AC: Unity was one of the first games I changed the language, making Paris much more immersive (Source: ign.com).

***

One of the main reasons I chose AC: Valhalla for my start in German is for the story. Not the narrative per se, but the nuts-and-bolts dialogue and missions.

If I had played something like Call of Duty in German, I might learn the words for “missile”, “tango” and “terrorist”. Interesting for sure, but not words I would be able to use every day.

A big part of Valhalla is the role-playing aspect, dialogue trees and quest-based design. It would give ample opportunities and for every day words to be used in-game.

So whenever I would play, I would sit down with my pen and paper and when I would hear a word that I could use, I would note the English from the subtitle and write down a phonetic sound-by-sound version of the word.

After playing I would go through and edit my notes to be the correct spelling or straighten up any mis-aligned phonetics. When I started, my focus was on singular words, meaning I could easily match subtitle to phonetic, something like “sofort”, meaning “exactly”. I eventually graduated to full sentences and questions.

And after marauding across the English hills for many hours, I had an eye-opening moment. I heard Eivor ask, “Habe ich eine Wahl?” (“Do I have a choice?”) and I could understand each and every word without even glancing at the subtitles.

It was a true light-bulb moment, of words I had learned through classes, exposure, or TV, and my brain made the snap translation almost immediately.

“Was siehst du, Synin?” – Eivor’s pet raven, and one of my first noted phrases (Source: reddit.com).

***

Something that I learnt about while playing was German dubbing culture in film, TV, and games.

While a lot of films and TV made in the US or UK are shown in Germany and Europe as a whole, that can be two different ways it is presented.

Many films and TV shows are shown in their original language, but with subtitles (this is how a lot of non-English speakers learn English, and why sometimes they come away with specific accents because of a show they watched).

The second is dubbing, where voiceover actors are attached to one or two real-world actors. For example, Maria Koschny, female Eivor’s German dub, also dubs for Jennifer Lawrence, and does all the films that Jennifer Lawrence has starred in.

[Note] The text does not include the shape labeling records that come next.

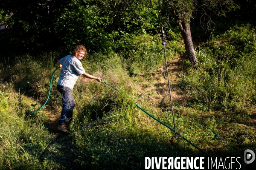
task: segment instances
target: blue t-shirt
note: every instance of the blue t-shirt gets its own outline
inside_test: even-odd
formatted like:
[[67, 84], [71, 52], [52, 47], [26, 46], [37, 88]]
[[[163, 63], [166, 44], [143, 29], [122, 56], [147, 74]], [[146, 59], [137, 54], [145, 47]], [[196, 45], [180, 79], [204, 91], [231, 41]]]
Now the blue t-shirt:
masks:
[[60, 60], [60, 62], [62, 66], [57, 84], [73, 90], [79, 76], [85, 73], [82, 63], [72, 55], [62, 58]]

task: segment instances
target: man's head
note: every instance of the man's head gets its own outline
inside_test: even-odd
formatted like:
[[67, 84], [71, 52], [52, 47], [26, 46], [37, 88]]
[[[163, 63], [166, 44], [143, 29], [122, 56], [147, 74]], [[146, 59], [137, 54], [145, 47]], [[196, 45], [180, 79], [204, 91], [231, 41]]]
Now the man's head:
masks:
[[84, 56], [87, 54], [86, 48], [84, 45], [79, 45], [76, 46], [71, 54], [73, 56], [76, 57], [79, 60], [82, 59]]

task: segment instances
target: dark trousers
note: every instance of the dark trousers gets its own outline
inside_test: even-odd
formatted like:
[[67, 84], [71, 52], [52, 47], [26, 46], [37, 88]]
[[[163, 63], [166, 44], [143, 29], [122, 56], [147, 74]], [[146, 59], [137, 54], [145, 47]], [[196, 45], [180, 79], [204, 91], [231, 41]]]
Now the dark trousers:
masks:
[[72, 119], [75, 101], [72, 96], [72, 91], [70, 88], [60, 85], [57, 85], [57, 88], [61, 94], [62, 110], [59, 119], [60, 125], [66, 125], [67, 119]]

Being voiceover specialists, these voice actors are usually brought in for games and anime dubbing, even if the real-world actor they are attached to is not present. This led to a great moment where my partner, in earshot of me playing, asked “Why is Julia Roberts playing a Viking princess?”

I have to praise Maria Koschny’s excellent performance, whose voice I now solely associate with Eivor (Source: ign.com).

***

One of the best things about a narrative-heavy game as Valhalla is its interpersonal connections. Eivor has several deep discussions with allies, enemies, and everyone in-between.

Valhalla has a sprawling 300+ hours of content with main story missions, as well as a variety of in-world encounters and side-quests.

The people that Eivor encounters in each mission life to talk about a whole range of topics such as life, history, politics, and philosophy, mainly advancing character development rather than advancing a plot point.

It was here where I found the most advantageous words and phrases, rehearsed their sounds and how to use them in a sentence, and then brought them out into the world.

And still, when I think of those specific words, my memory returns to those exact moments in the game. Eivor walking through a night-time market, celebrating with friends after a successful siege, arguing with ice giants in Jotenheim, and returning relics to the Saxon king Alfred.

When the end credits came, I was a little emotional. Not only for the countless hours and months I put into the story, but also something deeper. A learning experience, personalised to not feel like memorisation of key words. And so I will continue to change languages where I can and adding to my word list.

But AC: Valhalla has a soft spot in my heart, for being the first and being a great introduction to learning through play.